Deborah A. Lott's Don't Go Crazy Without Me is funny, horrifying, and heartbreaking--and often surprisingly, all three at once. It's an astonishingly vivid book, and to read it is to be caught up, just as the writer was, in an impossible, crazy, misfit family. Through grace and nerve and will, Deborah learns that you can't "screw nature," or "stop time," as her father tried to do, "but you could turn your grief into love." This writer's love for her deeply screwed-up family is unforgettable. As the best memoirs do, Don't Go Crazy Without Me makes this writer's story belong to all of us.

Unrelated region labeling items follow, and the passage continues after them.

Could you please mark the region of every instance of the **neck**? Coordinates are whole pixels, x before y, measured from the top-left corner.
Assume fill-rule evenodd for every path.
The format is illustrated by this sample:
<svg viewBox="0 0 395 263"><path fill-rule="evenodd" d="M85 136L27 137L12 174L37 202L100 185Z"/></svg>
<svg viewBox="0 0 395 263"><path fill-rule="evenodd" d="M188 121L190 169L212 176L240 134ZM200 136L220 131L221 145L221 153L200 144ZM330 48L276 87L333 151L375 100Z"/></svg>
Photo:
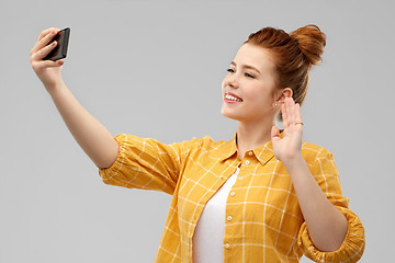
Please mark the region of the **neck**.
<svg viewBox="0 0 395 263"><path fill-rule="evenodd" d="M242 160L246 151L258 148L271 140L273 122L237 123L237 151Z"/></svg>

--Mark Doty, National Book Award Winner, author of the memoirs Firebird, Dog Years, Heaven's Coast, and multiple volumes of poetry.

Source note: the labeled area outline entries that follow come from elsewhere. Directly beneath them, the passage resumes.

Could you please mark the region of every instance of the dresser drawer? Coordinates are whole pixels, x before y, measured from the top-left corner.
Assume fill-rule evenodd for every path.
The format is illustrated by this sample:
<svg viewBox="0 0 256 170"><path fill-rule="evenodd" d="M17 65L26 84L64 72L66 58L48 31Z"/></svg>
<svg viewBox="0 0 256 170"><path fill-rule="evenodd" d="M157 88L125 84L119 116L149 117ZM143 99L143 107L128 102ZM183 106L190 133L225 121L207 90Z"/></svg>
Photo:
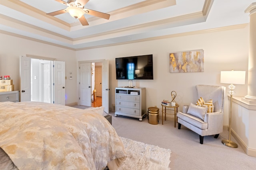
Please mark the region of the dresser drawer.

Don't Go Crazy Without Me is an extraordinary book. Deborah A. Lott writes about everything--parents, children, bodies, illness, sex, writing--with a voice that is utterly clear and beautiful and funny and original. This is a book written with honesty that will both break your heart and enlarge it.
--Karen E. Bender, National Book Award Finalist and author of A Town of Empty Rooms, Refund, and Like Normal People.
Hilarious, devastating, and compassionate: Deborah A. Lott's Don't Go Crazy Without Me is written with a ferocious intelligence; it pulverizes memoir as we knew it. This is glorious work by a writer working at the height of her power.
--Paul Lisicky, author of The Narrow Door and Lawnboy
Sentence by sentence, Deborah A. Lott is one of the finest writers I know. Her keen insights into the dynamics of her quirky, unforgettable family, and into family dynamics in general, make this book bound to be a classic.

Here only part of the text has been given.